Blogger Patrick Dempsey said...

well, this should come as no surprise. Obama took Bush's $460 billion dollar deficit and doubled it in one year to $1.4 trillion and every Obama budget will be in the trillions of dollars with trillions of deficit. How on earth will these obligations ever be paid back without unpopular choices? Not to mention that now Social Security is now paying out more than it takes in and that 'Social Security Trust Fund' is nothing but a bunch of Treasury Notes that when the Social Security Administration wants to redeem them with the Treasury, where is the Treasury going to get the trillions it needs to meet the Social Security Trust Fund obligations?
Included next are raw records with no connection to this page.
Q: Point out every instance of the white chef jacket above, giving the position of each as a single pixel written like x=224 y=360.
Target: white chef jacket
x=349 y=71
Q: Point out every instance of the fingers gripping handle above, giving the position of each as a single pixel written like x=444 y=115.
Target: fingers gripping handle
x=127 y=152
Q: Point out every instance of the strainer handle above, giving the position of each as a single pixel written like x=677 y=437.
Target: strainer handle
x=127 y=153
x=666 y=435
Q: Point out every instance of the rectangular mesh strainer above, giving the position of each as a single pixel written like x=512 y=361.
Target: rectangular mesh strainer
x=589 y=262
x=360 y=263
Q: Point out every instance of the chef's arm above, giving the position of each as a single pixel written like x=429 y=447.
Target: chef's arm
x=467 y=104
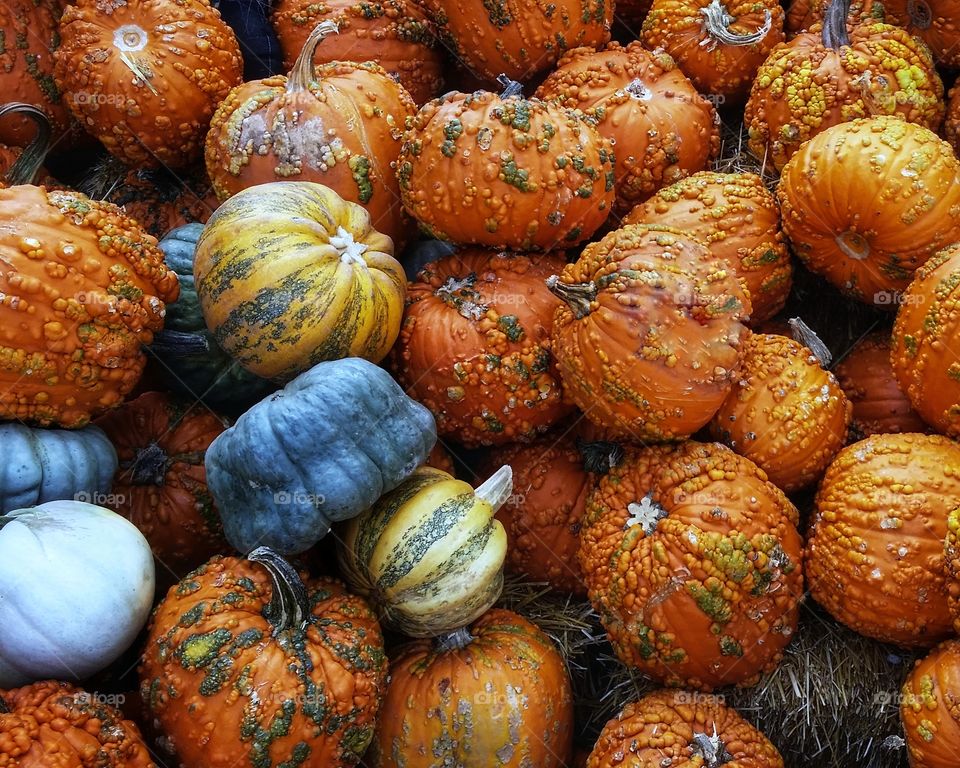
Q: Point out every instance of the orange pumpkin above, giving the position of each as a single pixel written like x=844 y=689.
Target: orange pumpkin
x=145 y=77
x=869 y=245
x=83 y=290
x=661 y=128
x=338 y=125
x=738 y=219
x=474 y=346
x=648 y=339
x=692 y=560
x=505 y=172
x=396 y=34
x=875 y=549
x=496 y=690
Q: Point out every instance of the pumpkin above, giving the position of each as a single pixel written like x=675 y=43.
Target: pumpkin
x=830 y=76
x=693 y=561
x=515 y=38
x=928 y=708
x=875 y=550
x=866 y=377
x=498 y=690
x=339 y=124
x=161 y=483
x=83 y=288
x=289 y=274
x=682 y=728
x=396 y=34
x=661 y=128
x=474 y=346
x=922 y=353
x=55 y=724
x=41 y=465
x=648 y=340
x=738 y=219
x=719 y=44
x=76 y=586
x=248 y=662
x=145 y=77
x=869 y=246
x=323 y=448
x=785 y=413
x=505 y=172
x=429 y=554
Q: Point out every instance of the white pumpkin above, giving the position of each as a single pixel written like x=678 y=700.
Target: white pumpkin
x=76 y=587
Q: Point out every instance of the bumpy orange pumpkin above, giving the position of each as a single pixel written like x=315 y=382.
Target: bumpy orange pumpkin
x=83 y=289
x=338 y=125
x=681 y=728
x=692 y=559
x=875 y=549
x=661 y=128
x=474 y=346
x=497 y=690
x=869 y=245
x=648 y=338
x=924 y=355
x=144 y=77
x=506 y=172
x=396 y=34
x=738 y=219
x=879 y=406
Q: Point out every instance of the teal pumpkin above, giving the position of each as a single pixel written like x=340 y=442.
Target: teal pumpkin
x=322 y=449
x=41 y=465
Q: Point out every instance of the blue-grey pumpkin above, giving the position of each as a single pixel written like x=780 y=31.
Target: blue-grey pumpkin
x=322 y=449
x=41 y=465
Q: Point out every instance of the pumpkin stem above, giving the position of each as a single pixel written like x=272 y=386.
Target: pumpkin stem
x=716 y=26
x=289 y=605
x=26 y=167
x=302 y=73
x=578 y=295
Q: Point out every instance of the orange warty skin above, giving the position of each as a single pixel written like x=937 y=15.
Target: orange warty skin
x=505 y=696
x=738 y=219
x=661 y=128
x=879 y=406
x=869 y=246
x=923 y=352
x=928 y=708
x=505 y=173
x=83 y=290
x=693 y=561
x=474 y=346
x=785 y=413
x=189 y=59
x=648 y=340
x=874 y=554
x=661 y=729
x=52 y=724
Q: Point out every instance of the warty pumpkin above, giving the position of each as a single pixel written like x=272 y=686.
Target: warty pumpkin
x=648 y=339
x=505 y=172
x=661 y=129
x=145 y=77
x=874 y=555
x=474 y=346
x=84 y=287
x=339 y=124
x=248 y=662
x=289 y=274
x=429 y=554
x=738 y=219
x=495 y=691
x=693 y=561
x=869 y=246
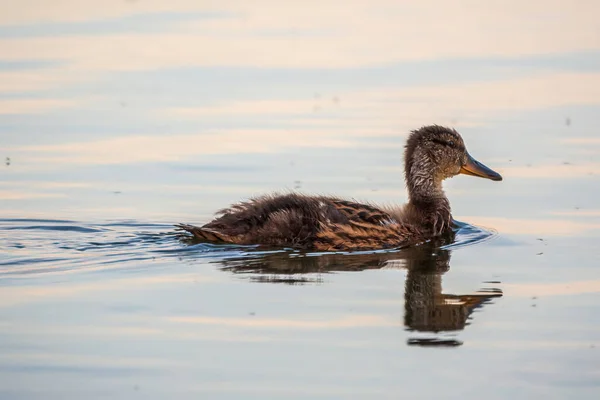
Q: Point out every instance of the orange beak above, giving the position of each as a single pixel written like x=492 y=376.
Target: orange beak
x=475 y=168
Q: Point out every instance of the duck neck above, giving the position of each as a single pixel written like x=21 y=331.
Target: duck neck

There are three things that government does to raise revenue - tax, borrow and inflate. Our borrowing is so highly leveraged that our credit rating is being threatened with being downgraded. With the 'spreading around' of Obamanomics in full force, foreign creditors are not going to invest in a country whose primary economic activity is transfer payments. Obamanomics so far has not proven that it can lead to sustained economic growth without massive government expediture which sooner or later comes out of the private economy. Obama and Clinton have been to China several times to urge the Chinese to keep buying our debt while China wants to dump the dollar altogether. The only way to keep foreign creditors happy is to increase interest rates so that they will keep buying our debt, but that has a deleterious effect on the economy and brings on inflation. We also know that even if we taxed the top 5% of income earners at 100% of their incomes, it would only bring in between $400 billion and $500 billion. Obama's debt is expected to reach $14 trillion by 2020 - nearly 100% of GDP - and that's without meeting existing obligations which could push the debt past $20 trillion by 2020. There will be no choice but to massively tax the middle class which Paul Voelcker has suggested via a value-added tax.

The Obama Administration has also been printing money like - this is called 'monetizing the debt' in economic circles - which automatically devalues savings because when you have double or triple the fiat currency that are chasing the same amount of goods and services, this has an upward pressure on price. We haven't seen the inflationary effects yet but that is because the economy is still struggling despite recent good numbers from several economic indicators, but it the economy does begin to recover, the expanded money supply will be too large for the number of goods and services available in the economy. And when the Bush tax cuts expire in 2011, that's going to furthe assist to kill off any nascient recovery because there won't be any money in the private economy to invest.

The only solution - the ONLY one - is to massively reduce federal spending. Tax, borrow, inflate - all of these will only exascerbate the problems and Obamanomics of 'spreading the wealth' around does nothing to foster production in the economy. Spending money does not grow an economy, only increased production can grow an economy and the only way to foster that productive activity is to reduce the amount of money the government takes from the private economy.

otherwise, we will be on our way to ending up like Greece if we continue on the current path we are on. we do not have a taxation problem or debt problem or inflation problem in this country - we have a government spending problem. And until we get serious about reining in the astronomic levels of government spending, none of these 'toxic fixes' are going to do much good to address the problem.